In the pictures 2, you can see the wild type V. natriegens in comparison with the iGEM
BBa_P10500
forming white colonies as well as bright green colonies containing the improved part
BBa_K2560002. No differences between the wild type and the
BBa_P10500
containing colonies are noticable. On the contrary, our new
BBa_K2560002 part leads to a strong visual distinction to colonies which do not possess the
sfGFP. In this way, we created a part for universal LVL0 cloning with a improved selection without the need of additional supplements like Xgal or IPTG.

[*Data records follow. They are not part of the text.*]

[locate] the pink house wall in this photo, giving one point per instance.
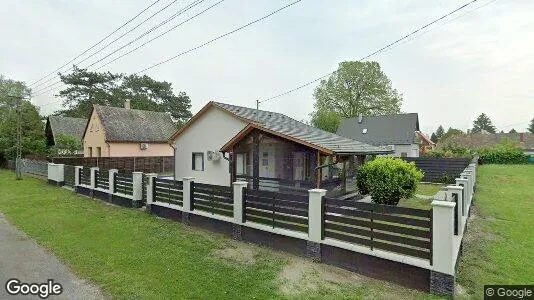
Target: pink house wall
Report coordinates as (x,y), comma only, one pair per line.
(95,138)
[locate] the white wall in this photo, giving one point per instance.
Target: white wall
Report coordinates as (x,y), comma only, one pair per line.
(411,150)
(210,132)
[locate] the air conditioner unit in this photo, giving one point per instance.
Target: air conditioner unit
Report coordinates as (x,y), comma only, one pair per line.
(213,155)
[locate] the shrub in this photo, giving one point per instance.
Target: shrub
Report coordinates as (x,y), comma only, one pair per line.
(504,153)
(388,180)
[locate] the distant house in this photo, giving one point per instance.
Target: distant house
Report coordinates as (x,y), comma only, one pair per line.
(57,127)
(118,132)
(487,140)
(223,143)
(399,131)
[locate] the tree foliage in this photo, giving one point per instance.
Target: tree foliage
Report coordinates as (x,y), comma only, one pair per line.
(32,130)
(434,137)
(388,179)
(356,88)
(326,120)
(85,88)
(483,122)
(439,132)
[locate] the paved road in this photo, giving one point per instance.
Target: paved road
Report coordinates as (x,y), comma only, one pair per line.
(22,258)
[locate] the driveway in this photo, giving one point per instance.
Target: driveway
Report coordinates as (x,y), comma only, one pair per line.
(22,258)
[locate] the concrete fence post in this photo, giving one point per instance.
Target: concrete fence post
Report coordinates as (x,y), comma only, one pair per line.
(93,180)
(77,172)
(188,181)
(465,200)
(239,209)
(60,174)
(111,184)
(315,223)
(151,181)
(238,201)
(51,173)
(457,191)
(442,275)
(137,189)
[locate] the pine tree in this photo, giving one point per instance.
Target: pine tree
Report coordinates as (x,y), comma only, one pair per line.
(434,138)
(483,122)
(439,132)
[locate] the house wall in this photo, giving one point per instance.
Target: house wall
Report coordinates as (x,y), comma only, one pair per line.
(411,150)
(134,149)
(208,133)
(95,136)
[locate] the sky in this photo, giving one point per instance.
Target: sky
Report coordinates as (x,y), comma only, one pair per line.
(479,60)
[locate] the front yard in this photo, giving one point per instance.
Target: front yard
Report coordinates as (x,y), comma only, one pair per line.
(131,254)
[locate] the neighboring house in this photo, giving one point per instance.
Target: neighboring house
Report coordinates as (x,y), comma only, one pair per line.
(426,144)
(487,140)
(57,126)
(401,132)
(119,132)
(268,149)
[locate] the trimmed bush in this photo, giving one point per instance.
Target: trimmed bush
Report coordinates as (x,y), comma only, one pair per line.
(388,180)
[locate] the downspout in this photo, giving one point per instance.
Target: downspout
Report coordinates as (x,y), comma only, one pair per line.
(174,158)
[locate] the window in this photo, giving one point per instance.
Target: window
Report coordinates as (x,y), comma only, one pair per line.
(198,161)
(265,159)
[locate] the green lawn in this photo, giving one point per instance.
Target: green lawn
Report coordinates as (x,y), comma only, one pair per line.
(130,254)
(499,246)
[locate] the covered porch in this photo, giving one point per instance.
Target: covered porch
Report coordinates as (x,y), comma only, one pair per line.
(270,161)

Figure 3: E. coli A: Colonies of wild type, B: blue colonies containing BBa_P10500 and C: colonies with BBa_K2560002 resulting in green colonies. Our part not only suits for V. natriegens but is convenient for the frequently used cloning host E. coli. As it can be seen in the picture 3, E. coli containing the
sfGFP possess a considerable strong green colour even without the use of UV light and is just or even more distinguishable from the wild type as the lacZ containing blue colonies. By using our improved part
BBa_K2560002 instead of the iGEM part
BBa_P10500 work and money for the addition of the required supplements can be saved and the risk of not functional plates for selection is decreased. In our experiments, we were using 40 μg per Liter Xgal and 0,5 mM IPTG. Calculating with current prices, 100 plates supplemented with
Xgal and
IPTG
costs about 80 dollar.
By using our improved part for cloning, the detection of successfully ligated clones from non is feasible for strains which are not compatible with blue-white screening and therefor becomes more universal, faster and cheaper than before.